Seizures of yaba, Asia’s ‘crazy medicine’, shoot up in Myanmar's crisis-hit Rakhine
Seized pills, which sell for around US$1-2 each, were marked with the ‘WY’ stamp of the ethnic Wa drug lords who run Myanmar’s lucrative narcotics trade
Myanmar police have seized more than US$5 million worth of methamphetamine pills in the north of violence-racked Rakhine state this month, an officer said Sunday.

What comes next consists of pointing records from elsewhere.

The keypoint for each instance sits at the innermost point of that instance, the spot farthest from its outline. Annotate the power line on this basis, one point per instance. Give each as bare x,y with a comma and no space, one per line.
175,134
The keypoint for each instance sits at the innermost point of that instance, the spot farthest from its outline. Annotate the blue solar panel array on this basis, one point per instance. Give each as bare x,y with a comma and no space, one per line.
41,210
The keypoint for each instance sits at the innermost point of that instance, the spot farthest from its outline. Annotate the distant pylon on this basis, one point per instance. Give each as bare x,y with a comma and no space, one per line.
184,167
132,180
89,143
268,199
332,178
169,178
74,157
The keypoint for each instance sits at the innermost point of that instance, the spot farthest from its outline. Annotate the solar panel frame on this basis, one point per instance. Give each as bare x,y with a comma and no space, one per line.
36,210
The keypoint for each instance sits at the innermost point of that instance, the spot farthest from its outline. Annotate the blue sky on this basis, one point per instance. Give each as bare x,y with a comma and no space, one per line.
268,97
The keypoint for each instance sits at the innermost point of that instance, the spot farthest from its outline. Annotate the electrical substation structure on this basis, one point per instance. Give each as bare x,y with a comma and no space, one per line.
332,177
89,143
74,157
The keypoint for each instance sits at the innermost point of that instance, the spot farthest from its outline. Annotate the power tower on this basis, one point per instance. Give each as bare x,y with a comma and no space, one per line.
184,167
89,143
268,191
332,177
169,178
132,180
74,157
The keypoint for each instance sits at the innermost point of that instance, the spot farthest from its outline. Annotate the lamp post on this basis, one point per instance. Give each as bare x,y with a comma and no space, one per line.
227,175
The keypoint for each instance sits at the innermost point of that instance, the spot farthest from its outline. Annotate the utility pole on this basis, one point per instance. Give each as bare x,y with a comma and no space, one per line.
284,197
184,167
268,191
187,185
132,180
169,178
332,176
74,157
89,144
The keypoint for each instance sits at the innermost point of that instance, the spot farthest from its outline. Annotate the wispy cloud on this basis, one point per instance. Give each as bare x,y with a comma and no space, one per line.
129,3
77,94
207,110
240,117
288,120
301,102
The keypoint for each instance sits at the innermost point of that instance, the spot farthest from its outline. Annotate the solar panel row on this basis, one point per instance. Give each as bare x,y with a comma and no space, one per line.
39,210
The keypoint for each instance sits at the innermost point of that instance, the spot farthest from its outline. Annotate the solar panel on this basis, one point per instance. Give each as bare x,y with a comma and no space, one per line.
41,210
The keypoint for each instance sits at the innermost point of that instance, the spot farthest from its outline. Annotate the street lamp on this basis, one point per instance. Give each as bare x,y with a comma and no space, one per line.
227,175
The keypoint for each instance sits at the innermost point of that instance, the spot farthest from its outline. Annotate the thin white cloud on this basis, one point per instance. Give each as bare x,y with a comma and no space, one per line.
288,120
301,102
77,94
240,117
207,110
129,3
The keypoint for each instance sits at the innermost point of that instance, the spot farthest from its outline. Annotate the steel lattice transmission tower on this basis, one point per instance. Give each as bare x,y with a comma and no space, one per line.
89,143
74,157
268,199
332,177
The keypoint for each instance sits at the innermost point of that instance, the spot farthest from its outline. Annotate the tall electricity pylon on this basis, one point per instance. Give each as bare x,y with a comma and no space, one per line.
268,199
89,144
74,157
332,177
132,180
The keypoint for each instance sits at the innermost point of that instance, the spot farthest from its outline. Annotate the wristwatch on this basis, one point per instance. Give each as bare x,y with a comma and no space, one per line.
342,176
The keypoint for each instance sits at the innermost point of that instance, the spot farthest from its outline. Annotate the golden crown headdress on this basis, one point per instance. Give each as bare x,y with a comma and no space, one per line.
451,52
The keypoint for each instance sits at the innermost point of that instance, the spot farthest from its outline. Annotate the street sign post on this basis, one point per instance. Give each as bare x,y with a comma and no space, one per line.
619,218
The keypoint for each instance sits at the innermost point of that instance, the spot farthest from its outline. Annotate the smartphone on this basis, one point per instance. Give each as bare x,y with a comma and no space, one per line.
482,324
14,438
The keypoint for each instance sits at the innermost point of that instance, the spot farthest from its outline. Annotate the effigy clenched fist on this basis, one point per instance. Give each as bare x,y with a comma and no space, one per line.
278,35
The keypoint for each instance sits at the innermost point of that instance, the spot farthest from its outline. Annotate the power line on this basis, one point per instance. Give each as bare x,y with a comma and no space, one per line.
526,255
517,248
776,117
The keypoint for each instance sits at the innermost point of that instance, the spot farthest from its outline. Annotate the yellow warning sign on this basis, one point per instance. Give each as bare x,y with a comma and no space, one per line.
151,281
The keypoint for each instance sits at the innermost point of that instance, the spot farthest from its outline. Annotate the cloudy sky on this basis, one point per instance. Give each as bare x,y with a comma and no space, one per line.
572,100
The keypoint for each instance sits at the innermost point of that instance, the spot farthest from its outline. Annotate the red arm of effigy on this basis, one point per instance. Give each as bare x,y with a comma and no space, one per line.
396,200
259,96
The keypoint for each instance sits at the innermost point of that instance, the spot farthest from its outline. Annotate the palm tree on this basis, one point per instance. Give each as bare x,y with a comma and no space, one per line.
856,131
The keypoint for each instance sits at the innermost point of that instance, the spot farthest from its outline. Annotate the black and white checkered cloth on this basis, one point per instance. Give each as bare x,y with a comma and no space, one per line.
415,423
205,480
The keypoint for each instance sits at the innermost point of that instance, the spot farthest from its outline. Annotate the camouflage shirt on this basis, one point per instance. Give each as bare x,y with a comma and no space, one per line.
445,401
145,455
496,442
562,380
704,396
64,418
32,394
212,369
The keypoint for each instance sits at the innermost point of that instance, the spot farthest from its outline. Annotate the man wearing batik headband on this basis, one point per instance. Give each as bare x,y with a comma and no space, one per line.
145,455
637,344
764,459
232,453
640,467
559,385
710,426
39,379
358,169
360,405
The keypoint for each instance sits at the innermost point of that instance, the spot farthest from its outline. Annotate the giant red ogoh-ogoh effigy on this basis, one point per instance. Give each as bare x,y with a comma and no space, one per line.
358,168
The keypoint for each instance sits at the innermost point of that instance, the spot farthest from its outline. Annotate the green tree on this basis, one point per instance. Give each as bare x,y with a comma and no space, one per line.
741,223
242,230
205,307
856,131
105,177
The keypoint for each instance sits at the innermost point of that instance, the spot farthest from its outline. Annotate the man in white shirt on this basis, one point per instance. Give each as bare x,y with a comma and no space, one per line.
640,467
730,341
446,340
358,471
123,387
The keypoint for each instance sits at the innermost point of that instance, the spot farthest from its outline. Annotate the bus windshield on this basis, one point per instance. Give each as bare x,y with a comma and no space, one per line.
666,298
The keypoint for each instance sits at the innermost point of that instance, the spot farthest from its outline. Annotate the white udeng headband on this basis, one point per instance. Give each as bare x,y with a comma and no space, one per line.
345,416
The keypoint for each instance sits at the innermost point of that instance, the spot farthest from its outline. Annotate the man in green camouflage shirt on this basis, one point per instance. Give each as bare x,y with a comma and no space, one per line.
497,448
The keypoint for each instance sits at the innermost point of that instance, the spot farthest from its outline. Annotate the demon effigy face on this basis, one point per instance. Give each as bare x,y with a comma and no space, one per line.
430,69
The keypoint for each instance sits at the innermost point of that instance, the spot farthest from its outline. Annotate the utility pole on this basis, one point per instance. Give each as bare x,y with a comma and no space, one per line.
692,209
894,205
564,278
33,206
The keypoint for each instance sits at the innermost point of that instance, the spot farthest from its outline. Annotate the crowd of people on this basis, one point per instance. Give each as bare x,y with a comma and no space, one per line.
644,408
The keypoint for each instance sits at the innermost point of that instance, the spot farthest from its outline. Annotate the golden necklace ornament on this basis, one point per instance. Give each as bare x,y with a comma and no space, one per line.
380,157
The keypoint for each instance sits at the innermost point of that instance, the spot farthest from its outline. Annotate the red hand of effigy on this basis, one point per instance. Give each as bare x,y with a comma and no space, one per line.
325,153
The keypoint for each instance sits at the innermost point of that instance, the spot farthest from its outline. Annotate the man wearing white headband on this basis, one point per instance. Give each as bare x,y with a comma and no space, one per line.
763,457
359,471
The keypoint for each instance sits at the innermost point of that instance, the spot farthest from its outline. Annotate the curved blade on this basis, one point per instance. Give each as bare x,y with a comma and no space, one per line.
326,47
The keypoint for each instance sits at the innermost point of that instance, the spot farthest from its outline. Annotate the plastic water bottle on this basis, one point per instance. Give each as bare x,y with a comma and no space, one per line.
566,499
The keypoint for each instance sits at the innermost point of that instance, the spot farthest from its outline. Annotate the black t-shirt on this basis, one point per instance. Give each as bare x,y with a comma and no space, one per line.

Millions of the caffeine-laced meth tablets were intercepted in Maungdaw district, the centre of an army-led crackdown that has driven more than half a million Rohingya Muslims to flee across the border into Bangladesh in just two months.
Myanmar troops poured into the area in late August to launch a counteroffensive against Rohingya militants who attacked police posts. This grew into a full-blown ethnic cleansing campaign against the Muslim minority, according to the UN and others.
As the region reels from the refugee crisis, a lucrative narcotics trade continues across the border into Bangladesh, where there is high demand for the addictive meth pills known by their Thai name “yaba” or “crazy medicine”.
“We have seized 3,563,355 stimulant tablets from five drugs trafficking cases starting from this month in Maungdaw,” local anti-drugs officer Maung Maung Yin said.
It was the largest monthly haul in the area since February when police launched a statewide anti-narcotics operation, he said.
“We seized these drugs while we were working to enforce tight security in the area because of the situation,” the officer added, in reference to the violence that seen hundreds of Rohingya villages torched.
Seven ethnic Rakhine men – who, apart from the Rohingya are the other main minority group based in the area – have been arrested in connection with the trafficking, he said.
State media said the pills, which sell for around US$1-2 each, were marked with the “WY” stamp of the ethnic Wa drug lords who run Myanmar’s lucrative narcotics trade.
The heavily-armed Wa churn out the tablets in laboratories in Myanmar’s northeast, where they run a independent statelet guarded by a standing army.
Huge amounts of drugs are smuggled from that “Golden Triangle” zone south to Bangkok and beyond, but a westward route to Bangladesh – the gateway to other South Asian markets – has also flourished.
In recent years Bangladeshi security forces have seized millions of meth tablets from traffickers trying to enter the Cox’s Bazar area by land and sea.
Earlier this month two Myanmar soldiers were caught with nearly two million yaba pills in Maungdaw.